I advise Elena to hire a housekeeper and adopt a couple of cats and call it a day. But then I am somewhat soured on the dating world at the moment. Maybe next week.

Friday, May 14, 2010

more on being the smartest girl in the room

One of the great loves of my life told me years ago, "Look, I slave away all day in a highly competitive environment. When I come home I don't want to match wits with somebody like you — I want to drink a Bud and watch Laverne and Shirley." The TV reference should give you some idea as to how long ago this was.

My friend eventually married a much-younger woman who, while certainly bright, was no competition for him. Not much of a challenge, either. He wanted a nice housewife who would raise his children and support his career, and that's what he got.

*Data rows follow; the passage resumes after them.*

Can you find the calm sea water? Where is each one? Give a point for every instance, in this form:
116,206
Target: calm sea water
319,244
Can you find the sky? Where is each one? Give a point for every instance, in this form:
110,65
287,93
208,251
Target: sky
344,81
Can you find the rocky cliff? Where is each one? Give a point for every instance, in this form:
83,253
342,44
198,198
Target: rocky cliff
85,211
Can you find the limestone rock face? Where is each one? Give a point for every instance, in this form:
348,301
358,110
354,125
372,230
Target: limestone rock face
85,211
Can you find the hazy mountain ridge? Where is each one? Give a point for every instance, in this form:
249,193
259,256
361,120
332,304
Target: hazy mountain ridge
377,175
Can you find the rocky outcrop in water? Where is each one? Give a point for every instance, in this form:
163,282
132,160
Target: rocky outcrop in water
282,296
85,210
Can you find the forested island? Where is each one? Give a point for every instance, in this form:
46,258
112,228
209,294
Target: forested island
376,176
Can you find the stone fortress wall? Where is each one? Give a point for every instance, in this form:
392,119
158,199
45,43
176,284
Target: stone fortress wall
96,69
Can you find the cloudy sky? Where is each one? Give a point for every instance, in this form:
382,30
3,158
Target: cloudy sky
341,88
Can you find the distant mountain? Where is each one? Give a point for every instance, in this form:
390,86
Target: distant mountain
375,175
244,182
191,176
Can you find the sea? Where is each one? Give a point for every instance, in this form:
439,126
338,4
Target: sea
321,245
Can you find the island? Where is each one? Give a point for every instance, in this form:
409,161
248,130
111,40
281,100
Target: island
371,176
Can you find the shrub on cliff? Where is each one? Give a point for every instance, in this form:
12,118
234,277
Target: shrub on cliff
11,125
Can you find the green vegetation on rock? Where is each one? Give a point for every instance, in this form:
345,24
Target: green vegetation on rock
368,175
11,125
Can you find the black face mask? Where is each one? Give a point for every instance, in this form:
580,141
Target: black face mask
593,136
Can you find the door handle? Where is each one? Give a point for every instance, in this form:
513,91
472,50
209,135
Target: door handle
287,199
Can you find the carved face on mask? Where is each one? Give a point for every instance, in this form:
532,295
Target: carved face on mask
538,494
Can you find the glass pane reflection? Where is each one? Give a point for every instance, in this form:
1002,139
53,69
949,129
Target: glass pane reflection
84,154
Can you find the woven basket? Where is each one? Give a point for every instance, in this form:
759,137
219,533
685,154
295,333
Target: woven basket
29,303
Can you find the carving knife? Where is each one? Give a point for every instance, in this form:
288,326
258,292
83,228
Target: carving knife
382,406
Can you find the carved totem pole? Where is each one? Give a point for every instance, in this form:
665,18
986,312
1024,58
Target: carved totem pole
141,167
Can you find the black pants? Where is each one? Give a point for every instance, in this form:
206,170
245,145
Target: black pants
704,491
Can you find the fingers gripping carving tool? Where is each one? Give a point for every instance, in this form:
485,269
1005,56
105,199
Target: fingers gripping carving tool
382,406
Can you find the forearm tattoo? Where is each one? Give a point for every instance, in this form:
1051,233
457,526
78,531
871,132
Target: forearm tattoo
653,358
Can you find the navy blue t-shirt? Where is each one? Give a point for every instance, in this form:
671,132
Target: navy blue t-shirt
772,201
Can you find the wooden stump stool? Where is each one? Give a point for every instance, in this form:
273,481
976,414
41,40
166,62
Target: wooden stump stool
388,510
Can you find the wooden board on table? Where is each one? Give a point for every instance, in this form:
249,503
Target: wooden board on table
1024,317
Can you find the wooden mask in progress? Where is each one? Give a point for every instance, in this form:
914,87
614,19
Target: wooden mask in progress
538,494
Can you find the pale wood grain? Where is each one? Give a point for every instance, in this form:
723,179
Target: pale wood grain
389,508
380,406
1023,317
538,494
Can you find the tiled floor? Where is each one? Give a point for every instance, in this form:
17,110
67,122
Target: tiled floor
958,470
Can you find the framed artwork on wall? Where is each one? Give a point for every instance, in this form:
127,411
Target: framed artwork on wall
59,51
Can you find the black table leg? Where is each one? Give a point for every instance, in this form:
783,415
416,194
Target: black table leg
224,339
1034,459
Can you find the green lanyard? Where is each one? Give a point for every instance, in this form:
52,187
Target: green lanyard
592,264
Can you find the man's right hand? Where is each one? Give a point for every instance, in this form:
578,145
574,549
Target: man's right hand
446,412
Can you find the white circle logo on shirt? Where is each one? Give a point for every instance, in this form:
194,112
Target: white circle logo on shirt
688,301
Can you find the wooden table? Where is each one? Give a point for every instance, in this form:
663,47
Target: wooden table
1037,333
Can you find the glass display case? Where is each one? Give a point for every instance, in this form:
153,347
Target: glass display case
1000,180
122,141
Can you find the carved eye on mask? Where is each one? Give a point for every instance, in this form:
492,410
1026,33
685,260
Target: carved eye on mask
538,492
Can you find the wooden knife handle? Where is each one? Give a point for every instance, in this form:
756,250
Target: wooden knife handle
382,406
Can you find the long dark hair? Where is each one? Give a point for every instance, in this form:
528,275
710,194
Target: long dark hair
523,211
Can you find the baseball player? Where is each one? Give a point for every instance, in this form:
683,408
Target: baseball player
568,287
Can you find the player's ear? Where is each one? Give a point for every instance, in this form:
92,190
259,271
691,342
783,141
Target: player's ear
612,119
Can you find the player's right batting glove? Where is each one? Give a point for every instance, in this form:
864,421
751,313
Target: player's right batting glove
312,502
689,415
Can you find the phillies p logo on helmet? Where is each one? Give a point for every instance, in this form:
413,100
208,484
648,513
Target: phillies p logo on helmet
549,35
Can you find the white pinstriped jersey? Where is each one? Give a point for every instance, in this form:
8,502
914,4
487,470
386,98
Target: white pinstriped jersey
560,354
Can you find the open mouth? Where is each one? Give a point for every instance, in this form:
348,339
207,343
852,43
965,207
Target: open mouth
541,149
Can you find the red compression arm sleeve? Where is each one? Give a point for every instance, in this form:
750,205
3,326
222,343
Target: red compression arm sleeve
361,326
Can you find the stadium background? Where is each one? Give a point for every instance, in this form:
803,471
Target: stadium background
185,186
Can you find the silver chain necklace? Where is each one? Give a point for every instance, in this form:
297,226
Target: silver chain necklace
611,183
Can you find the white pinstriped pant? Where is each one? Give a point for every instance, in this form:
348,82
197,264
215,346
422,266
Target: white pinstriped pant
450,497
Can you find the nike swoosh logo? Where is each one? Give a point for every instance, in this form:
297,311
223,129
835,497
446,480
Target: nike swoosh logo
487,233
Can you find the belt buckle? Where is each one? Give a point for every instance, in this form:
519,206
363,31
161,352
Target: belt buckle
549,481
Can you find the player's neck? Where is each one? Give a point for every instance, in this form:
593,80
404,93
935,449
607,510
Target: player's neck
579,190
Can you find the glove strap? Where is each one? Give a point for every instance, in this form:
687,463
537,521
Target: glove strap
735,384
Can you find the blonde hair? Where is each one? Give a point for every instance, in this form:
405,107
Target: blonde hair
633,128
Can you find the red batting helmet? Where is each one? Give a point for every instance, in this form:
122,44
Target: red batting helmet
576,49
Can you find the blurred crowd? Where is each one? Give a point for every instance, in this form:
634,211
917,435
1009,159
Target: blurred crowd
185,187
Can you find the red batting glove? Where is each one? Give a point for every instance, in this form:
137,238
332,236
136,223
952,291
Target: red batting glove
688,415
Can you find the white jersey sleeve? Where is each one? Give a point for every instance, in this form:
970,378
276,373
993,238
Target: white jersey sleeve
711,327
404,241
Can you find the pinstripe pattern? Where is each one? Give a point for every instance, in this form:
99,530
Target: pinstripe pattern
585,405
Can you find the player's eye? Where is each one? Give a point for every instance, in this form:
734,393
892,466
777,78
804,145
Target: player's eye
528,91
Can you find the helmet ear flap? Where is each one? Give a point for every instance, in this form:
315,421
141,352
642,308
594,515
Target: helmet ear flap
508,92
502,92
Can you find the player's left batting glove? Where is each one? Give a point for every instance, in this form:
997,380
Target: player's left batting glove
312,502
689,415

This has become a sad pattern, I'm sorry to say. I meet a man who's clever enough for me, who gets my jokes, who's a great companion, and he weighs his options and picks another woman, usually one who's less prickly, easier to get along with, more subservient. Why? Beats me.

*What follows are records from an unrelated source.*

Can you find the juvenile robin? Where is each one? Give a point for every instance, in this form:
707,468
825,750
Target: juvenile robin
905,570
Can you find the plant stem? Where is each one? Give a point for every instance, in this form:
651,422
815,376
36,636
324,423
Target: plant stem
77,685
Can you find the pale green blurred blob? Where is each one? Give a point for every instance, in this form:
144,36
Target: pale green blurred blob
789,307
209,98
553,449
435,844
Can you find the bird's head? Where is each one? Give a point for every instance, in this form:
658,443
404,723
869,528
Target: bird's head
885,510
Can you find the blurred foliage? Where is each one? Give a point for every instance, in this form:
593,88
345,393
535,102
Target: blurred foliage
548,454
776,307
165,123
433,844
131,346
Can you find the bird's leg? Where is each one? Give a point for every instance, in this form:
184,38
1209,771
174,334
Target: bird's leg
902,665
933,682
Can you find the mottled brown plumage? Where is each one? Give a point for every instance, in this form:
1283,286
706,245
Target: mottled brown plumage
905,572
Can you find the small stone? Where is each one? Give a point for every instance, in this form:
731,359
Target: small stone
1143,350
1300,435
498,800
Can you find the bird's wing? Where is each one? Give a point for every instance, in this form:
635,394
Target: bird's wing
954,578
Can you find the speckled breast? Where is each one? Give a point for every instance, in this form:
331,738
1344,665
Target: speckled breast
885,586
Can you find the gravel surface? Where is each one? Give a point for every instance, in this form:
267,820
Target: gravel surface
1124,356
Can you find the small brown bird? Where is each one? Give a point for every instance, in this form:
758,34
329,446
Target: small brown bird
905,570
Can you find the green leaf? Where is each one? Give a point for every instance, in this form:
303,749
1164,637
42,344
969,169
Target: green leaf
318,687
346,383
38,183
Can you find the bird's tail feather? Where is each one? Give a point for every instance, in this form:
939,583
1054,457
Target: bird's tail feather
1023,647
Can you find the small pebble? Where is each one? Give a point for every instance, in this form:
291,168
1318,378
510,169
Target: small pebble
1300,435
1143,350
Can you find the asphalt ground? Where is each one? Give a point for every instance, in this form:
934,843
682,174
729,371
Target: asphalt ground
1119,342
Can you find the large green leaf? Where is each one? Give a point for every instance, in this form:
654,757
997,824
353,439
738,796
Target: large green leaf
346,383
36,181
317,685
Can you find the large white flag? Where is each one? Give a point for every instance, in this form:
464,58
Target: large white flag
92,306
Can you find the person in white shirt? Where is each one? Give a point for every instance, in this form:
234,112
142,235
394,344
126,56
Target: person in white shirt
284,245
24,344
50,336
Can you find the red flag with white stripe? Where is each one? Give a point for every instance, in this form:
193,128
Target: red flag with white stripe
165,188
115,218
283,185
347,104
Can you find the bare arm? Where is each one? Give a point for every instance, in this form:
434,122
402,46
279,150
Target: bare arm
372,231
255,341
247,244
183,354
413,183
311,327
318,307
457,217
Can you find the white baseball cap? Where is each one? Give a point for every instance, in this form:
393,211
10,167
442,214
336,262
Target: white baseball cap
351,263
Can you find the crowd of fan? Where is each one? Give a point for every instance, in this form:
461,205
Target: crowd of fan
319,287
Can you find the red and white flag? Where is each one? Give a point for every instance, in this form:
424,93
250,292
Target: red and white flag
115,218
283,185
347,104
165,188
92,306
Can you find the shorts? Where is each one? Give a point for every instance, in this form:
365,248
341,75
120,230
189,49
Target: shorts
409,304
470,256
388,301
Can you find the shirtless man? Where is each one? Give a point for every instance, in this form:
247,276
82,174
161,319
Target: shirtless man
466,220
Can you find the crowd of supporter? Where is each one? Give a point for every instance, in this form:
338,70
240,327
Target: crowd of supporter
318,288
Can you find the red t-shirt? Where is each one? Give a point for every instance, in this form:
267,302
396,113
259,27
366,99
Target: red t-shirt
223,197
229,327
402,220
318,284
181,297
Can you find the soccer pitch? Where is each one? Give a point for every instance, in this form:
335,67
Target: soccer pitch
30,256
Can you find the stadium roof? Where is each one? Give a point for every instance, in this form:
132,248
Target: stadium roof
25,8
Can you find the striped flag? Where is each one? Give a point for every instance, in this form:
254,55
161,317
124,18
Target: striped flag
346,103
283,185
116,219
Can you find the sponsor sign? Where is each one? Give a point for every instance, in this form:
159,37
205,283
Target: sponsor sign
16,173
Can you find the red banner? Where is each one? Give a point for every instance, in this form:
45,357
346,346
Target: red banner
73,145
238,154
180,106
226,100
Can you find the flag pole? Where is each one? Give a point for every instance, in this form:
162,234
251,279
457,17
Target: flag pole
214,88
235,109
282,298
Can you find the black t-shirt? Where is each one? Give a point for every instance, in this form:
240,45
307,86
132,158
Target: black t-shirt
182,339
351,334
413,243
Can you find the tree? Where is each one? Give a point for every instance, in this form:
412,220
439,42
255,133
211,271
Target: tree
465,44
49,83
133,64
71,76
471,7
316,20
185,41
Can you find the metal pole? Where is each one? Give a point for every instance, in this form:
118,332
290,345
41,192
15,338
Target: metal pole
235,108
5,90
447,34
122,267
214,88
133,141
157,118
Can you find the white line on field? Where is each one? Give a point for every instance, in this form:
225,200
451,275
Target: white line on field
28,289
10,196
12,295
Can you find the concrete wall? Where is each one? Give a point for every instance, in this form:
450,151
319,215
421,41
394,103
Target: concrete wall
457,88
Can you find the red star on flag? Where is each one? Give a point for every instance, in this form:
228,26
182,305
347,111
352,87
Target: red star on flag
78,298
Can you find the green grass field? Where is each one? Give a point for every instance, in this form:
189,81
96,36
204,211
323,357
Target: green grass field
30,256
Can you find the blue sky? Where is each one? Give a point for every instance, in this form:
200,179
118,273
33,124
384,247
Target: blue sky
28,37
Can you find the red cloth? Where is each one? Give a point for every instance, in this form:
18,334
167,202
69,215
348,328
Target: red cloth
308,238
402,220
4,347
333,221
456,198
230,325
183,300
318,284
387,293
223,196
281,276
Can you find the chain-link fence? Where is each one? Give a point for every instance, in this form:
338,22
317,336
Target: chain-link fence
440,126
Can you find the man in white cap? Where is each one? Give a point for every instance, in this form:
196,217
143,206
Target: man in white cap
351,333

It's not necessarily that they're thinner or prettier, either, though that has often been the case. "She's not as funny as you are; she has less of an edge," one old friend told me about his new fiance, "but she's restful." Another of my great unrequited loves, calculating his romantic alternatives, said to me, "But if we became lovers who would I talk to?"

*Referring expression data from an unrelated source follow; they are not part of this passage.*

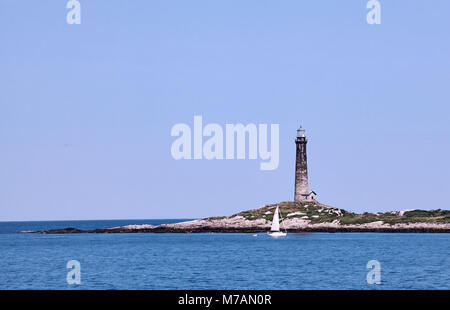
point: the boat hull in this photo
(276, 234)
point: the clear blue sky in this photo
(86, 110)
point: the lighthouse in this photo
(302, 192)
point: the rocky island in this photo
(304, 214)
(298, 217)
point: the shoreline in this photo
(297, 217)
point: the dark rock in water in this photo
(298, 217)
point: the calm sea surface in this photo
(218, 261)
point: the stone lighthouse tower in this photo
(302, 192)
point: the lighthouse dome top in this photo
(301, 132)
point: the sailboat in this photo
(275, 229)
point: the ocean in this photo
(218, 261)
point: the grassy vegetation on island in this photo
(319, 213)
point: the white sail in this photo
(275, 221)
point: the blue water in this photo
(218, 261)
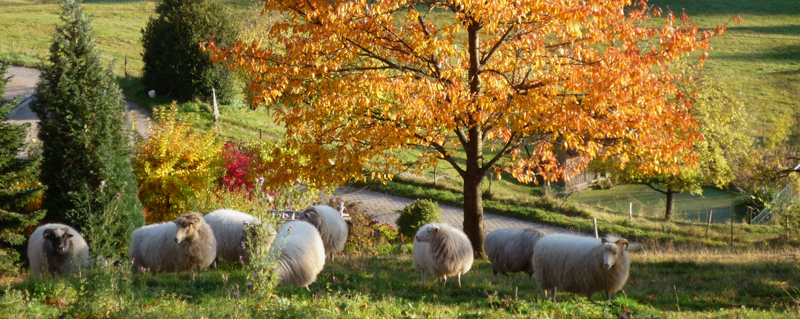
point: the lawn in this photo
(675, 284)
(647, 202)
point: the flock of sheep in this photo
(299, 249)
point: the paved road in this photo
(382, 206)
(23, 85)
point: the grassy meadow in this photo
(662, 284)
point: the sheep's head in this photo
(427, 233)
(613, 249)
(188, 226)
(310, 216)
(58, 240)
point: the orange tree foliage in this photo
(358, 80)
(173, 165)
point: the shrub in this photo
(174, 165)
(173, 62)
(20, 190)
(85, 134)
(416, 215)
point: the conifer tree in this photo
(20, 189)
(86, 139)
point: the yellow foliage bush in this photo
(174, 164)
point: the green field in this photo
(676, 284)
(647, 202)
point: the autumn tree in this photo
(722, 120)
(356, 81)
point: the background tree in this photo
(85, 134)
(173, 62)
(723, 121)
(469, 82)
(174, 164)
(20, 190)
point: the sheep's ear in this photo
(623, 243)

Sometimes I despair, I really do.

So don't be so quick to assume that Elena Kagan is gay. She probably can't get a date to save her life. Men are often afraid of the smartest girl in the room.

The smartest girl in the room

Okay, so Elena Kagan spent today visiting members of Congress and schmoozing nicely so maybe they will vote to confirm her nomination to the Supreme Court. 

Meanwhile various otherwise-reputable publications are speculating about her sexuality. They insinuate that because she's, like, 50 and never-married, no children, she must be a lesbian.

Oh, give me a fucking break.

I know nothing about Ms. Kagan's sexual preferences, but I can assure you that she suffers from the "smartest girl in the room" stigma no matter which gender she'd want to date, assuming she had any time, which she doesn't. 

See, here's the deal: if you're the smartest girl in the room, you get to be the best friend, not the lead. The lead has to be just a teensy bit dumb. As one of Rosie O'Donnell's best characters put it in "Sleepless in Seattle," "The wisecracking dame never gets the guy." 

More on this tomorrow, when maybe I'll be in a better mood.

Sunday, February 28, 2010

George and Gracie

Here are my two cats, both adopted from the Humane Society. They are very naughty, but I am so attached to them I often hesitate to travel because —while the neighbors will come in and feed them and they'll be just fine — somebody has to sleep with them.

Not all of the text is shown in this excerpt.